SI Joint Fusion: Fixation or Fusion? Biomechanics of Stabilization

SI Joint Fusion: Fixation or Fusion? Biomechanics of Stabilization

Categories: Spine Surgery Technology

Tags: SI joint fusion Spine surgery

Lateral percutaneous SI joint fusion has evolved quickly — but the implants themselves may be asking a question we haven’t fully answered.

Are we solving a mechanical problem, or a biologic one?

Newer lateral SI implants increasingly emphasize 3D-printed porous architecture, designed to promote bony ingrowth and long-term integration. Others prioritize compression across the SI joint, aiming for immediate stability with the assumption that fusion will follow.

Both approaches make sense — but they reflect different philosophies.

The same tension exists in how we think about grafting:

• Fenestrated screws that allow limited graft passage
• Versus implants that create a true graft channel spanning the joint

In some cases, stabilization alone appears sufficient for symptom relief. In others, the lack of robust bone continuity across the SI joint raises questions about durability and long-term outcomes.

Which raises a broader, uncomfortable question:

If fusion is truly the goal, are we grafting enough bone across the SI joint?

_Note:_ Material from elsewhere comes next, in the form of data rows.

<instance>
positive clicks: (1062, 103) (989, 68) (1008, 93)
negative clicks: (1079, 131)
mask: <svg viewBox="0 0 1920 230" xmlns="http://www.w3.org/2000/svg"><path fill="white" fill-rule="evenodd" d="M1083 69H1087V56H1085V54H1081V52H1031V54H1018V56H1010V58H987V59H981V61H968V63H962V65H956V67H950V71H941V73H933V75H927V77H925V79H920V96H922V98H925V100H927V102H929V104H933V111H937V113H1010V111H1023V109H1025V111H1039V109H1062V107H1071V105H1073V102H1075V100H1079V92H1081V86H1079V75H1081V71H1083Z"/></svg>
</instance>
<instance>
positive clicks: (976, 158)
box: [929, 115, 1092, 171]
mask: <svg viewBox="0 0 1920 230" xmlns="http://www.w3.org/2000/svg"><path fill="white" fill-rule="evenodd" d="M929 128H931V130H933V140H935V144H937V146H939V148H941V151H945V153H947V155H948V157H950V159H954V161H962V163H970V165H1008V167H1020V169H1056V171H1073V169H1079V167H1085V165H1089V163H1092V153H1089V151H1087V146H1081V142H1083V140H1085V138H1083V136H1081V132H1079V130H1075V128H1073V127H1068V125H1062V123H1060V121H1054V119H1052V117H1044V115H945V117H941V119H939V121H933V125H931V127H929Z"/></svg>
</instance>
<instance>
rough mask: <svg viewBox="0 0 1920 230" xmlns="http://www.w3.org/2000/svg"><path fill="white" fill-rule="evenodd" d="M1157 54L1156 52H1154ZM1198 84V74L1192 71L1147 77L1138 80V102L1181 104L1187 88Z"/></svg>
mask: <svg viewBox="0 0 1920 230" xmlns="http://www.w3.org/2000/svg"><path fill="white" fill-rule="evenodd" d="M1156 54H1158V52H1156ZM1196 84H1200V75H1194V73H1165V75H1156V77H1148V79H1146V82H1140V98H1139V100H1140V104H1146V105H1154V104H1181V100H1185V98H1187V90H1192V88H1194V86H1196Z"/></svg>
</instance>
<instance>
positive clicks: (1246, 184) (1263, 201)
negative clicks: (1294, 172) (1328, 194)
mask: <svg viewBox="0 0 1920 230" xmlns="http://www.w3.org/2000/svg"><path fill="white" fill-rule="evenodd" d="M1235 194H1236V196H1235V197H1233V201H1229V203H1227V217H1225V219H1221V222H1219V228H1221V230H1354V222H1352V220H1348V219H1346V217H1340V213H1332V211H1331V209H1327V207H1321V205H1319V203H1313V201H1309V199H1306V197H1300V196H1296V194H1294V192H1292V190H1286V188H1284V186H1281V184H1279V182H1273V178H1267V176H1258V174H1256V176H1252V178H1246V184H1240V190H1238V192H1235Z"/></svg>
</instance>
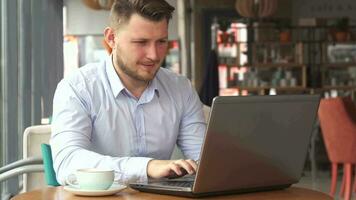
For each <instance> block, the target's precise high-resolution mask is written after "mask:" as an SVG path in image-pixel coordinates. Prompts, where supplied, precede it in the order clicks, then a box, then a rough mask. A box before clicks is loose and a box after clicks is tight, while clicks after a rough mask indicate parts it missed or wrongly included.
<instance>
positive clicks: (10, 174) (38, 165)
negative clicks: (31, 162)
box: [0, 164, 44, 183]
mask: <svg viewBox="0 0 356 200" xmlns="http://www.w3.org/2000/svg"><path fill="white" fill-rule="evenodd" d="M43 171H44V168H43V165H41V164H40V165H26V166H21V167H17V168H14V169H12V170H9V171H6V172H5V173H1V174H0V183H1V182H3V181H5V180H7V179H9V178H11V177H13V176H18V175H21V174H25V173H32V172H43Z"/></svg>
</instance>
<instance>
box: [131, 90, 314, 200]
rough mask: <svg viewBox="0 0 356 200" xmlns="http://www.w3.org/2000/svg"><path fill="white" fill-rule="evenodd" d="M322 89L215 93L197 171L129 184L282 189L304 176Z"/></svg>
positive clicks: (156, 192)
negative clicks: (307, 156)
mask: <svg viewBox="0 0 356 200" xmlns="http://www.w3.org/2000/svg"><path fill="white" fill-rule="evenodd" d="M319 100H320V97H319V95H278V96H247V97H237V96H229V97H226V96H225V97H223V96H222V97H216V98H215V99H214V101H213V105H212V108H211V112H210V117H209V122H208V127H207V132H206V135H205V140H204V144H203V146H202V150H201V154H200V162H199V165H198V170H197V173H196V175H195V176H186V177H182V178H178V179H159V180H150V181H149V182H148V183H144V184H143V183H135V184H130V186H131V187H132V188H134V189H137V190H140V191H144V192H153V193H159V194H171V195H179V196H190V197H195V196H208V195H218V194H228V193H238V192H253V191H261V190H272V189H282V188H286V187H289V186H290V185H291V184H294V183H297V182H298V181H299V179H300V177H301V174H302V171H303V168H304V162H305V158H306V155H307V149H308V145H309V141H310V136H311V132H312V129H313V125H314V121H315V118H316V114H317V109H318V106H319Z"/></svg>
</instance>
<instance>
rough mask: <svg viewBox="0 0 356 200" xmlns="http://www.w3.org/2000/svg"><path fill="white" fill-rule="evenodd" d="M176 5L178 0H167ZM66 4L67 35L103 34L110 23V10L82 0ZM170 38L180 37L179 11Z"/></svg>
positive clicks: (65, 22) (65, 28) (173, 22)
mask: <svg viewBox="0 0 356 200" xmlns="http://www.w3.org/2000/svg"><path fill="white" fill-rule="evenodd" d="M167 2H168V3H169V4H171V5H172V6H174V7H176V6H177V0H167ZM64 5H65V6H66V19H65V22H64V23H65V24H66V27H65V34H66V35H102V34H103V30H104V28H105V27H106V26H107V24H108V16H109V11H107V10H94V9H90V8H89V7H87V6H85V5H84V4H83V3H82V1H81V0H64ZM168 33H169V39H177V38H178V23H177V11H175V12H174V13H173V16H172V20H171V22H170V26H169V30H168Z"/></svg>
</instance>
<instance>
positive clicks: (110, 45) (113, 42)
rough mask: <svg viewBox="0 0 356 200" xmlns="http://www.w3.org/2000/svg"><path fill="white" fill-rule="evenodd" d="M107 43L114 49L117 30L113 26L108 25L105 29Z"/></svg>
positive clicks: (104, 35)
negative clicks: (108, 25) (114, 28)
mask: <svg viewBox="0 0 356 200" xmlns="http://www.w3.org/2000/svg"><path fill="white" fill-rule="evenodd" d="M104 37H105V42H106V44H107V45H108V46H109V47H110V48H111V49H113V48H114V47H115V31H114V29H112V28H111V27H106V28H105V30H104Z"/></svg>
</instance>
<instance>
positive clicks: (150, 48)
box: [147, 44, 159, 60]
mask: <svg viewBox="0 0 356 200" xmlns="http://www.w3.org/2000/svg"><path fill="white" fill-rule="evenodd" d="M147 58H149V59H151V60H158V59H159V56H158V47H157V45H156V44H151V45H150V46H149V48H148V49H147Z"/></svg>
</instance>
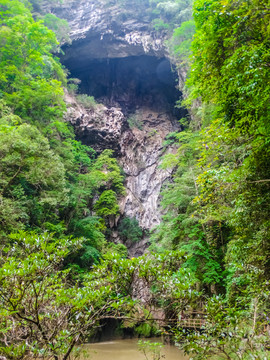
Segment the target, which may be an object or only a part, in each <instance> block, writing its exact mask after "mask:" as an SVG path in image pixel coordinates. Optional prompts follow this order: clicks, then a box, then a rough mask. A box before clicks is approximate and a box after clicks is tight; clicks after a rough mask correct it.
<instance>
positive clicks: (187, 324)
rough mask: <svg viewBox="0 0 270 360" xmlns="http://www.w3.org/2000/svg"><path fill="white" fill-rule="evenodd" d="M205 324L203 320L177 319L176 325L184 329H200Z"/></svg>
mask: <svg viewBox="0 0 270 360" xmlns="http://www.w3.org/2000/svg"><path fill="white" fill-rule="evenodd" d="M204 324H205V319H204V318H203V317H201V318H198V317H197V318H184V319H179V321H178V325H179V326H181V327H185V328H193V329H200V328H202V326H203V325H204Z"/></svg>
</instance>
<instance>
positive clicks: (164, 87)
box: [63, 55, 183, 118]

And should we be more seriously considering posterior dowel grafting — either as an adjunct in select patients, or as part of a staged fusion strategy — rather than relying solely on lateral fixation and fenestration?

There’s no consensus answer here.
But implant design may be subtly steering practice patterns more than data.

I’m interested in how others are thinking about this:

– Do you prioritize porous ingrowth or compression?
– Do you believe fenestration is sufficient for fusion?
– Have you incorporated posterior grafting in select cases — or avoided it entirely?

As with many spine technologies, the most useful insights may come from shared experience rather than specifications.